Antonia Pozzi
trans. by Amy Newman
Path
It’s lovely to walk along the stream: you
can’t hear footsteps; it doesn’t seem like
you’re going anywhere.
From the top of the path you see the valley
and distant peaks at the edges
of the plain, like pale cliffs
on the edge of a harbor—you think
how lovely, how sweet the land is
when you linger to dream
your sunset
with long blue shadows of mountains
along the side—You walk along the stream:
it’s a grand song that deafens
the melancholy—
Breil, 9 August 1934
Antonia Pozzi (1912-1938) was a poet and photographer born in Milan. She left behind photographs, diaries, notebooks, letters, and over 300 poems; none of her poems were published in her lifetime. Pozzi’s poetry was posthumously altered by her father Roberto, who scrubbed evidence of his daughter’s love affairs and doubts about religion. In 1989 editors Alessandra Cenni and Onorina Dino restored the poems to their original form in Parole (Garzanti), an authoritative text of Pozzi’s poetry.

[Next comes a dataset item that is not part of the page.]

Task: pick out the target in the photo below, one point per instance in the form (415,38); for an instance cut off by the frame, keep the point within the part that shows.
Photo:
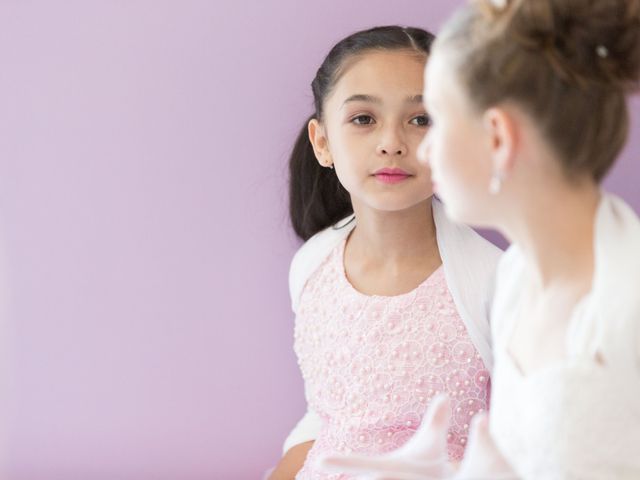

Amy Newman’s sixth book of poetry, An Incomplete Encyclopedia of Happiness and Unhappiness, is forthcoming from Persea Books in 2023. Her translations of Pozzi's poems and letters appear or are forthcoming in Sonora Review, Laurel Review, Bangalore Review, Ilanot Review, Azonal, Poetry, Bennington Review, Delos: A Journal of Translation and World Literature, and elsewhere. She teaches in the Department of English at Northern Illinois University.